Un taco es una tortilla de maíz que se enrolla para contener: ¡uh, tantas cosas ricas!
Según el puesto al que tú acudas, el taco puede ser de: suadero, longaniza o tripa; carne de res asada o machitos de carnero; papas con rajas, mole verde, frijoles refritos; pata, chicharrón, quesillo y… bueno, la lista puede ser tan larga que no acabaríamos.
Conocí un taquero que, antes de que el cliente eligiera de lo que quería su taco, éste, ya se lo estaba dando en la mano con el clásico “pruebe, pruebe, no me lo pague” que al final venía cobrando ese y otros que el cliente no había consumido. La técnica de asalto de ese taquero ya era bastante conocida, y a pesar de todo, mucha gente no dejaba de ir a ese lugar. Luego, ya en el servicio, el asalto continuaba porque el taquero no podía ver plato desocupado porque ya te acomodaba otro de lo que fuera, y eso no nada más se convertía en exigencia para comértelo, sino para pagarlo.

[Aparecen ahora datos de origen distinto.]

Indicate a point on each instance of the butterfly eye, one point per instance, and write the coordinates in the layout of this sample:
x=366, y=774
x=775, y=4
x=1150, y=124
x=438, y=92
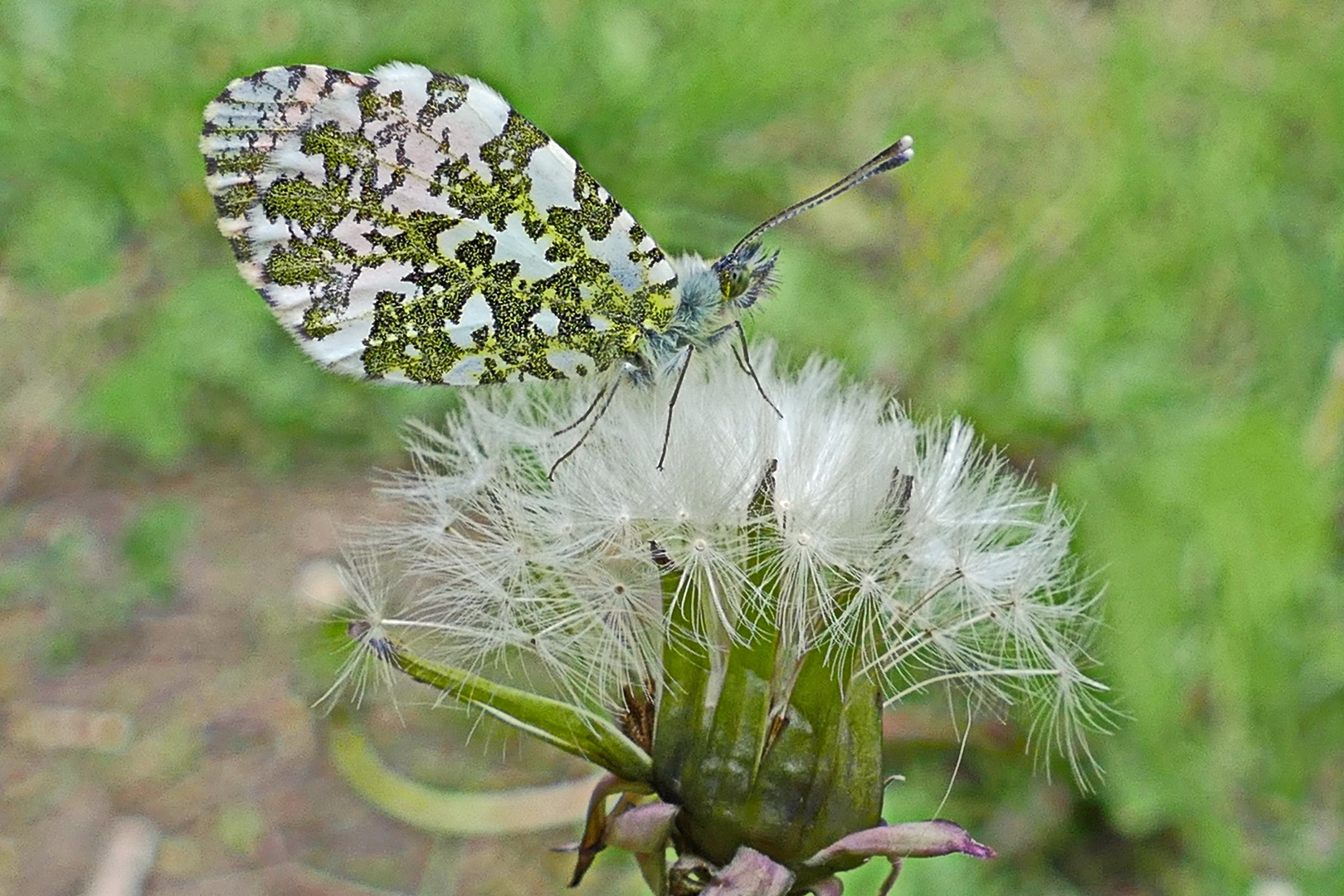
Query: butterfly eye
x=735, y=281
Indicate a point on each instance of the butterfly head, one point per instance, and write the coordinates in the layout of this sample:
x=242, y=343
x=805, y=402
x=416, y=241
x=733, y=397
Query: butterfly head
x=746, y=275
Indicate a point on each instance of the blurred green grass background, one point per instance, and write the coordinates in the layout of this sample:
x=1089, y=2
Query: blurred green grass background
x=1120, y=253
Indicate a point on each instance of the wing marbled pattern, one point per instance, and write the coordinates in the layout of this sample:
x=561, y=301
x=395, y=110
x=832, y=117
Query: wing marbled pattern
x=411, y=226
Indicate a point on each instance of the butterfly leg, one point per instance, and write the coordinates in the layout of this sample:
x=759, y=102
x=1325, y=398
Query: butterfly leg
x=585, y=414
x=676, y=390
x=745, y=363
x=608, y=395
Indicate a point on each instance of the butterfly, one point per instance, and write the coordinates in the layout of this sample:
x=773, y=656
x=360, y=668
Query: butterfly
x=411, y=226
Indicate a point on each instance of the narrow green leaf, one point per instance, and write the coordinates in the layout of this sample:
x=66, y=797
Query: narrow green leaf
x=574, y=730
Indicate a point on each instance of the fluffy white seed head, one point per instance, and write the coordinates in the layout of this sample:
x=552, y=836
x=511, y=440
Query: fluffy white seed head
x=897, y=548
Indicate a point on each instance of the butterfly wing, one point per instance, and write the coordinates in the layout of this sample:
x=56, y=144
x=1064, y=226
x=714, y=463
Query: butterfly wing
x=411, y=226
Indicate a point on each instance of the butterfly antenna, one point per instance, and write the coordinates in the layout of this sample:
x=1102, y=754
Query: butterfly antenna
x=893, y=156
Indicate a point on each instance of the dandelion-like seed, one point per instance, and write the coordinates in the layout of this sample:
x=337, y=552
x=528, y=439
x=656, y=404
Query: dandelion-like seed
x=722, y=635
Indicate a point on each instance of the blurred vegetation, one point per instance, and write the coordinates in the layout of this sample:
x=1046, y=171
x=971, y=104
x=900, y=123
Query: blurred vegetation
x=1120, y=251
x=85, y=586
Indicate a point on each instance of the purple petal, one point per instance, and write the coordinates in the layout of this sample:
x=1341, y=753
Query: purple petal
x=643, y=829
x=750, y=874
x=908, y=840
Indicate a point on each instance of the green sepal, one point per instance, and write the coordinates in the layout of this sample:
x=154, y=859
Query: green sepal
x=574, y=730
x=455, y=813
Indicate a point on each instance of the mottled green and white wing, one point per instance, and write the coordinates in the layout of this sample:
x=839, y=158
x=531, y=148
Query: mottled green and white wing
x=411, y=226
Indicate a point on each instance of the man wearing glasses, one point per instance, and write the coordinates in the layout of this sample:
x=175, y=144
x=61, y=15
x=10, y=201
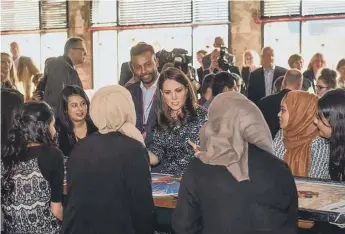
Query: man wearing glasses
x=61, y=72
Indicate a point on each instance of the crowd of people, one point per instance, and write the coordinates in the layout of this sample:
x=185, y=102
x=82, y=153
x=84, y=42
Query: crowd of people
x=237, y=142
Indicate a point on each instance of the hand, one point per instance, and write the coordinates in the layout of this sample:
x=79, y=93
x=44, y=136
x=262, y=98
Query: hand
x=195, y=146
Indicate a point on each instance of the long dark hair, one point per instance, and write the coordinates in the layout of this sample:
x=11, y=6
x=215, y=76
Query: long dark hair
x=62, y=115
x=30, y=125
x=331, y=106
x=164, y=119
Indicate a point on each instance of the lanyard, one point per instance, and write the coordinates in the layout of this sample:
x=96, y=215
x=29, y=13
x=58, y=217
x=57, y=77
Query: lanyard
x=148, y=107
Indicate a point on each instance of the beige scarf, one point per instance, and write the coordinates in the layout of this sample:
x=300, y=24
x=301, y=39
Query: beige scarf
x=112, y=109
x=234, y=121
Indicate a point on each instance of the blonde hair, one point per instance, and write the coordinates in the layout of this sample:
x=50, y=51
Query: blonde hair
x=13, y=71
x=340, y=63
x=312, y=60
x=294, y=58
x=256, y=58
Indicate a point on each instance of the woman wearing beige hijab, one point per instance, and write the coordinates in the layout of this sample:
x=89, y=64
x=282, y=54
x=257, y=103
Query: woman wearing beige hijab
x=235, y=184
x=109, y=189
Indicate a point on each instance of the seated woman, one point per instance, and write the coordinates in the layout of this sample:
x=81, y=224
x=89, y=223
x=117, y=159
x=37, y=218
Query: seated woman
x=331, y=124
x=109, y=189
x=72, y=118
x=341, y=70
x=235, y=184
x=298, y=142
x=317, y=62
x=179, y=119
x=32, y=173
x=206, y=89
x=326, y=81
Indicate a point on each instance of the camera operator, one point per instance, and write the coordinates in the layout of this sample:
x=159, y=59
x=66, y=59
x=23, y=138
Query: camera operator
x=221, y=60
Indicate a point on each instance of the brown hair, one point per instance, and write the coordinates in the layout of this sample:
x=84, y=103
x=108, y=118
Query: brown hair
x=341, y=63
x=13, y=71
x=72, y=43
x=164, y=119
x=312, y=60
x=329, y=77
x=294, y=58
x=141, y=48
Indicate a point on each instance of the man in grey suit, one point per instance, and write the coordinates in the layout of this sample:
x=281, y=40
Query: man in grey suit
x=61, y=72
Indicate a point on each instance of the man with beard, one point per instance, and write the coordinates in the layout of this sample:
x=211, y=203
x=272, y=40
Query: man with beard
x=144, y=66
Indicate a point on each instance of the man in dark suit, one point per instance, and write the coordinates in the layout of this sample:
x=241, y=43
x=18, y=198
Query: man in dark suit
x=262, y=79
x=126, y=73
x=270, y=105
x=144, y=66
x=60, y=72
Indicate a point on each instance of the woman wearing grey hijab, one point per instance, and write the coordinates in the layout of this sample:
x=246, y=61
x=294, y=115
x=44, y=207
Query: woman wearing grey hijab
x=234, y=184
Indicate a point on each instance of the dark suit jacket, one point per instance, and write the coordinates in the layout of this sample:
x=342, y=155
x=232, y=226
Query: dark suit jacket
x=59, y=73
x=125, y=74
x=137, y=96
x=270, y=107
x=245, y=73
x=256, y=87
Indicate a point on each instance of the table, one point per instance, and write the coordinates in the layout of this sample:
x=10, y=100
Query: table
x=327, y=203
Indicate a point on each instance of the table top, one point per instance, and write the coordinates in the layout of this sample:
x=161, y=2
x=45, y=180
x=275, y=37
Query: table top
x=319, y=200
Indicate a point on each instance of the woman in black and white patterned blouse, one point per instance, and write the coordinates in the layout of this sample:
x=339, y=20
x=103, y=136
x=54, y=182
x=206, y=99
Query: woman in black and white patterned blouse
x=179, y=120
x=331, y=124
x=298, y=143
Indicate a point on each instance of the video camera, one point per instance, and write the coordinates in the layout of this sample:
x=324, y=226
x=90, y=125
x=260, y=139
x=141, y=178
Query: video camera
x=179, y=57
x=225, y=60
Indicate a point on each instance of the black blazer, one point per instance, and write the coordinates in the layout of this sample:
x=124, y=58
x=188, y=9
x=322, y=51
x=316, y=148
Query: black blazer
x=137, y=96
x=270, y=107
x=256, y=87
x=126, y=73
x=211, y=200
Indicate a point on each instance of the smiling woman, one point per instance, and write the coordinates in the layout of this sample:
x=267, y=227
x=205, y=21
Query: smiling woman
x=73, y=121
x=179, y=119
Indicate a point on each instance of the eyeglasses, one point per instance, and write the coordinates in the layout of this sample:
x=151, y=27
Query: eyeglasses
x=321, y=87
x=81, y=49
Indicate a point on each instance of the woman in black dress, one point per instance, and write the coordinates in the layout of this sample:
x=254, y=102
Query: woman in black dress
x=73, y=121
x=235, y=184
x=32, y=173
x=179, y=119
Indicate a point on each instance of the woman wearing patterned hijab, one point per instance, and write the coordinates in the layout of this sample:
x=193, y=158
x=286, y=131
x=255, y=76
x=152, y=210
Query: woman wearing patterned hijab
x=299, y=143
x=234, y=184
x=109, y=189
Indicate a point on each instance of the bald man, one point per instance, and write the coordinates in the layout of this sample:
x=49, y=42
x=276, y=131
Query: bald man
x=270, y=105
x=262, y=79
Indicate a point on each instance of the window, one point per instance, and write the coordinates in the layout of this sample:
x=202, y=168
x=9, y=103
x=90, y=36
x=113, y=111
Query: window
x=37, y=46
x=203, y=39
x=325, y=36
x=104, y=59
x=159, y=38
x=175, y=27
x=283, y=37
x=307, y=36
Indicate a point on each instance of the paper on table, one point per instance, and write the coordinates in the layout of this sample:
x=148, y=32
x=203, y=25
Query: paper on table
x=338, y=207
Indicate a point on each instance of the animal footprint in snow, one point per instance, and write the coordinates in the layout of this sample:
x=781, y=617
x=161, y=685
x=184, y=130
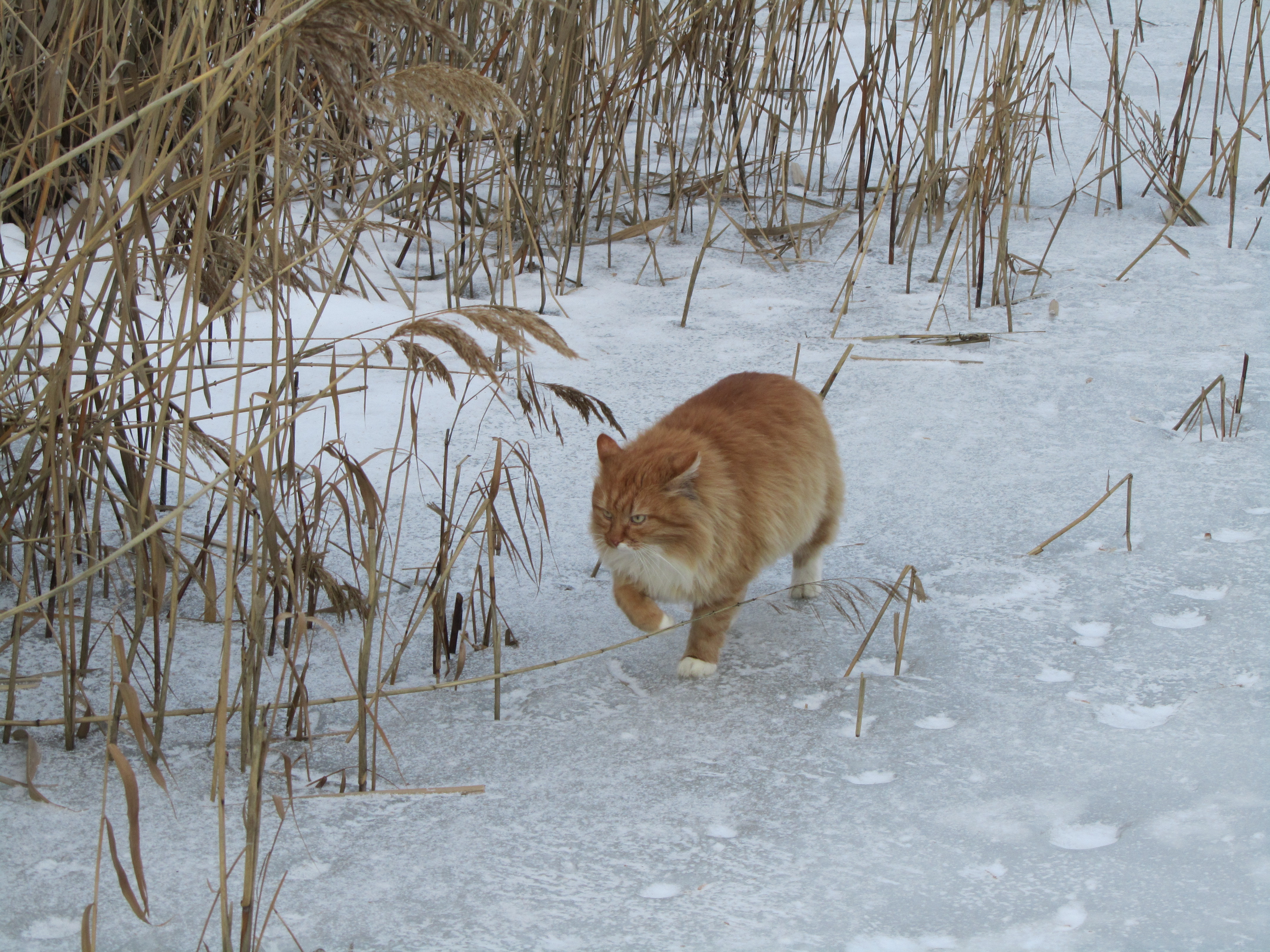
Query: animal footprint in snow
x=812, y=703
x=872, y=777
x=1090, y=634
x=1070, y=917
x=879, y=667
x=1136, y=716
x=1090, y=836
x=1230, y=536
x=937, y=723
x=1055, y=675
x=985, y=874
x=661, y=890
x=1191, y=619
x=1209, y=593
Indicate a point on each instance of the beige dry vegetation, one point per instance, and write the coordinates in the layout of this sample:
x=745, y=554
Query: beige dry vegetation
x=182, y=173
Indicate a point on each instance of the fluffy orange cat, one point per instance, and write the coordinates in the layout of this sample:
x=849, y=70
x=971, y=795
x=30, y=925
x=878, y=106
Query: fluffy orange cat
x=695, y=507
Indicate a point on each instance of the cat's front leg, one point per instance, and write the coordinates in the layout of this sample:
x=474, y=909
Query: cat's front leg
x=644, y=614
x=711, y=626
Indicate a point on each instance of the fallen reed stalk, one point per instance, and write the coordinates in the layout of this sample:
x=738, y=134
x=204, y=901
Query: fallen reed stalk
x=1124, y=480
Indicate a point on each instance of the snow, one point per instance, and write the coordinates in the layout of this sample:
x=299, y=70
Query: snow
x=1084, y=836
x=1191, y=619
x=1128, y=815
x=937, y=723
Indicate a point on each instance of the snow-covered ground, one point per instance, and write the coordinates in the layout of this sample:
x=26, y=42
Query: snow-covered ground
x=1074, y=758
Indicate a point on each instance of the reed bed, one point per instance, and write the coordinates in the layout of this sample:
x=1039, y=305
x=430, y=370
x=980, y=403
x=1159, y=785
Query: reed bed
x=178, y=181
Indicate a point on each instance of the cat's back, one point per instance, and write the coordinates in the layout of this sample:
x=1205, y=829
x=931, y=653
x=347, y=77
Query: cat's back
x=746, y=407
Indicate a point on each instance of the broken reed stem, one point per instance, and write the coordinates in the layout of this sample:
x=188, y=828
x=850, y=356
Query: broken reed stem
x=1089, y=512
x=1199, y=400
x=891, y=594
x=825, y=390
x=860, y=706
x=397, y=692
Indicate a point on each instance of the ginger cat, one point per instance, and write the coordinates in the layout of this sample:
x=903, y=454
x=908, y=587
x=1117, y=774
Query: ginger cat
x=695, y=507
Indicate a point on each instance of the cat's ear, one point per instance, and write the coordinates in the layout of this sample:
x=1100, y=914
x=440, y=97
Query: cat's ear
x=684, y=483
x=608, y=447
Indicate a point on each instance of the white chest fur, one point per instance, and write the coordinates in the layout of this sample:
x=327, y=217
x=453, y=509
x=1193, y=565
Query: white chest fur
x=648, y=566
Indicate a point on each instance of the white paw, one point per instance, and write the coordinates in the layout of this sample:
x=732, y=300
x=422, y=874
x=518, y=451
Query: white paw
x=696, y=668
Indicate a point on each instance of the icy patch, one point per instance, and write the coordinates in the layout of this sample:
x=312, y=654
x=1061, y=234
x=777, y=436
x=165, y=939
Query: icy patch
x=875, y=667
x=1209, y=593
x=1070, y=917
x=937, y=723
x=1032, y=589
x=615, y=668
x=1055, y=675
x=872, y=777
x=865, y=724
x=900, y=943
x=1136, y=716
x=812, y=703
x=308, y=870
x=1191, y=619
x=1092, y=634
x=1184, y=827
x=1231, y=536
x=661, y=890
x=1084, y=837
x=985, y=874
x=55, y=927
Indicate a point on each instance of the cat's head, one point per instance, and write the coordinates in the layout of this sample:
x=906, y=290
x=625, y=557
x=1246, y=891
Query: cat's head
x=646, y=495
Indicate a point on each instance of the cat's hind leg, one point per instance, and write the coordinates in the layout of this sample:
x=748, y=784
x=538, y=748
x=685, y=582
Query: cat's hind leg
x=711, y=626
x=810, y=559
x=644, y=614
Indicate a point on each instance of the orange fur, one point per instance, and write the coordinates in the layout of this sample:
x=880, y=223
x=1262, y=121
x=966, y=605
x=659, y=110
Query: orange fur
x=695, y=507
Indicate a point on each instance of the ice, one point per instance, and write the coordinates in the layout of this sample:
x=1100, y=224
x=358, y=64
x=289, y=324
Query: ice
x=1136, y=716
x=1234, y=536
x=872, y=777
x=878, y=667
x=1191, y=619
x=661, y=890
x=615, y=668
x=985, y=874
x=1070, y=917
x=1084, y=836
x=1209, y=593
x=935, y=723
x=308, y=870
x=1055, y=675
x=55, y=927
x=721, y=831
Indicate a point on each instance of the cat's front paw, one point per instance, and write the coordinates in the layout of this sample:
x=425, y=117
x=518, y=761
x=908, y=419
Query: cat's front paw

Las tortillas eran, circulares, delgadas y más o menos blancas, sabor delicado, y… sobre todo, de tamaño decente: por lo menos 15 centímetros de diámetro. Cuando el taquero en cuestión se instaló en ese lugar, el relleno era en abundancia, lo que no permitía enrollar con facilidad el taco. Pero, con el tiempo, las tortillas se fueron haciendo más chicas: siete centímetros de diámetro a lo sumo, eran meros confetis, pues.
Y sucedió, lo que le tenía que suceder a todo aquel que aspira ser político, que anda muy de tacuche completo pero con las bolsas limpias de dinero pero con la panza hueca de tanta hambre.
Así que el más gordo, alto y doble del grupo propuso que fuéramos con el taquero para que nos fiara. Nos fió más que un cuerno. Entonces este chavo, veracruzano al fin, dicharachero e ingenioso, retó al taquero al decirle que si se comía 100 tacos no le pagaba nada y además tenía que darnos de comer a todos, éramos como 5, y que si fallaba le pagaría el doble. El taquero le comenzó a dar los tacos mientras nosotros veíamos como se inflamaban los cachetes del gordo en cada bocado.
Al principio, el veracruzano se daba el lujo de pedir su taco que de nana, que de trompa, que de lengua… después ya no podía hablar y recibía lo que el taquero le arrimaba. Ya por el taco 70 el taquero se los empezó a dar más gordos y cada vez más gordos. Nosotros, más preocupados por que se comiera los 100, que por su indigestión. En medio de nuestra preocupación, lo animábamos a que siguiera deglutiendo los que le faltaban.
En el taco 99 el taquero hizo una modificación al convenio, “te tienes que quedar aquí hasta que tus compañeros acaben sus tacos, además de que te tienes que echar tres refrescos con gas, para el resbalón”. El pobre gordo, después de sus 100 tacos se quedó parado a un lado del taquero y frente a nosotros con sus ojos desorbitados, sobándose la panza, haciendo cara de ascos mientras nosotros, tranquilamente pedíamos uno de cuerito, otro de cachete, otro de nana, en fin.
No cabe duda que siempre hay alguien de buen corazón que pone su pellejo en riesgo con tal de que tú comas.